Pour Antide Janvier, célèbre horloger du Roi, astronome ayant aux Tuileries, après la fuite à Varennes, ayant continué avec Louis XVI à travailler à « ses chères machines » malgré son talent, en 1793 le pouvoir lui impose en tant que commissaire à superviser une fabrique de piques à Morez dans le Jura. D’autres, mieux placés malgré leurs anciens titres d’horloger du roi qui leur collent à la peau, seront indispensables à la République.

Pistolet de Cavalerie modèle
An IIII

On se doit ici de citer Ferdinand Berthoud fournisseur des chronomètres de la Marine, Lenoir fournisseur d’instruments scientifiques réalisateur du mètre-étalon, Abraham-Louis Breguet qui finalise le télégraphe de Chappe annonçant en quelques minutes à la Convention la victoire du Quesnoy le 15 Août et celle de Condé le 30 Août 1794, ou de Jean-Antoine Lépine, Pierre-Henri Le Paute, Jean-François De-Belle proposant une mesure décimale pour le temps de la journée faisant, comme le souhaitait Charles-Gilbert Romme, « table rase du passée ». Pour cette réforme, le manque de main d’œuvre et de métal pour transformer 12 millions de mécanismes horaires publics et privés et de surcroît l’impopularité d’une complexe lecture inutile dans un moment peu propice sont les causes de l’échec de l’application de l’utopique heure décimale en 1794. En cette époque tumultueuse, on comprend qu’un horloger comme Charles Leroy doive changer de nom et que plusieurs autres comme Abraham-Louis Breguet en 1794 (ami de Marat dont la sœur faisait ses aiguilles) engagés dans des courants politiques révolutionnaires qui ne sont plus de mise, sont parfois contraints d’émigrer pour sauver leurs vies ; pourtant tous, dans le sillage des horlogers mécaniciens Jacques Vaucanson et Frédéric Japy, ont insufflé l’automatisation de nombreux secteurs d’une industrie naissante .

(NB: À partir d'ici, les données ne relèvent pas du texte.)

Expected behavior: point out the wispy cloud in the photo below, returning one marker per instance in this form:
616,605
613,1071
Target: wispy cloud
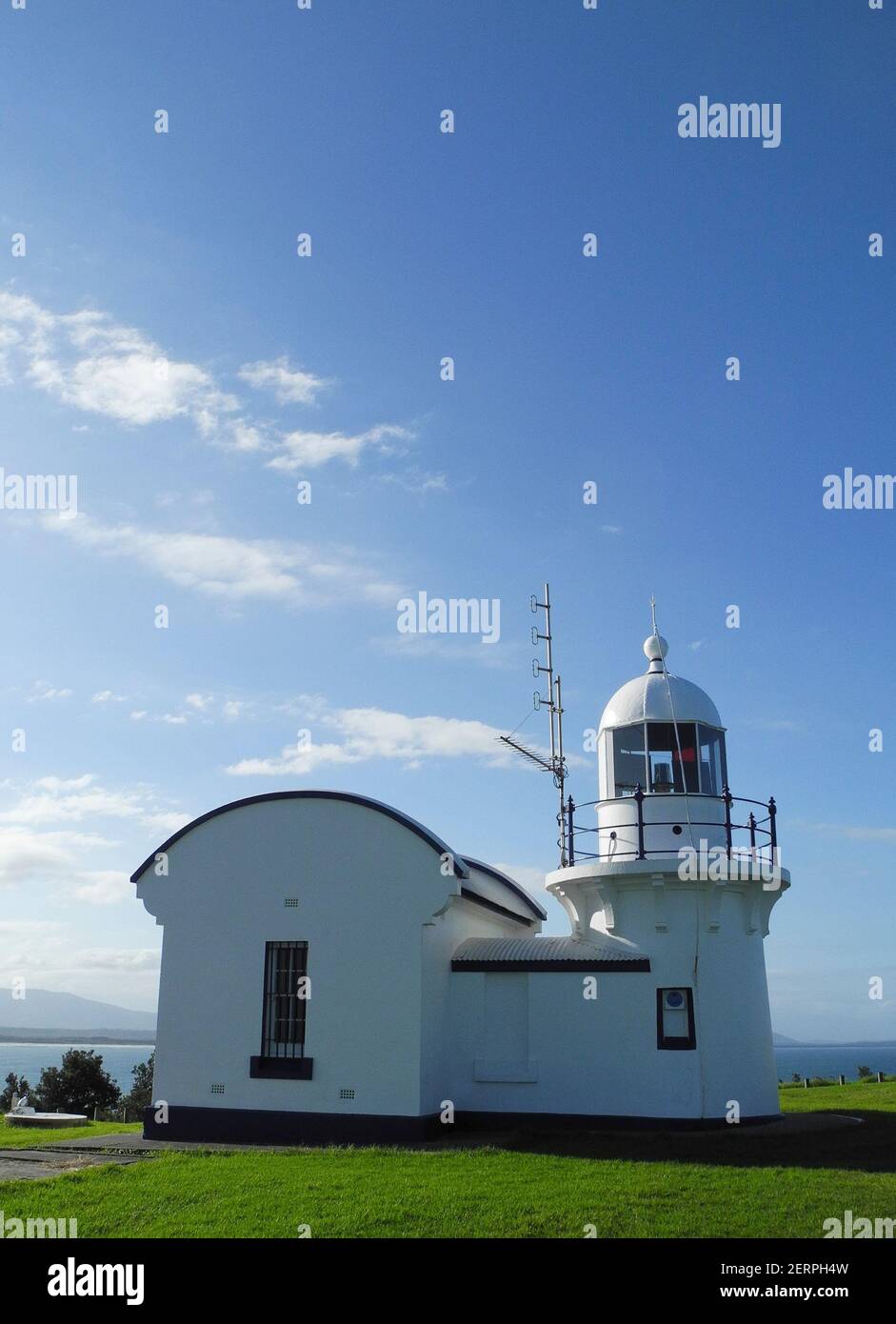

Prenant compte de leurs innovations, soucieux d’efficacité, le Comité de Salut Public dans cette période d’urgence est porté aussi à concentrer les commandes dans les mains de grands entrepreneurs ; cette conception de l’économie prônée avec un certain paternaliste par l’horloger Japy, instigateur de la chaîne de montage, se construit toutefois avec l’inévitable mécanisation au détriment des petits ateliers et des revendications populaires. Aussi les commissaires sont appelés, en conservant des structures moins novatrices, à éviter les émeutes de la population ouvrière comme celle due au progrès technique proposé par l’horloger mécanicien Vaucanson pour la soierie Lyonnaise en 1744. Dans un rapport au sujet de cette mutation inexorable de l’artisanat vers l’industrie, publié en 1805, il sera constaté « que chaque ouvrier formé rapidement travaillant sur une pièce en particulier, la réalise bien et que, de plus, cette action le rendant inapte à travailler à autre chose le maintient dans une main-d’œuvre à bas prix », un fait qui deviendra la constance d’un capitalisme marquant le formidable développement industriel du XIXe siècle !

Une mission : l’interchangeabilité des pièces pour l’armement.

La réquisition des horlogers s’implique dans cette logique en incitant les plus habiles et inventifs à se pencher sur l’interchangeabilité des pièces composant les mécanismes des fusils et pistolets, sujet ayant été déjà appliqué sous cette forme dans leur métier.

En effet, depuis le milieu du XVIIe siècle, suite à une émigration provoquée par l’intolérance envers la religion réformée, une grande partie des artisans horlogers, émailleurs, bijoutiers du Royaume de France, instruits « adeptes du livre » ont émigré en Suisse, Hollande, Angleterre et Allemagne.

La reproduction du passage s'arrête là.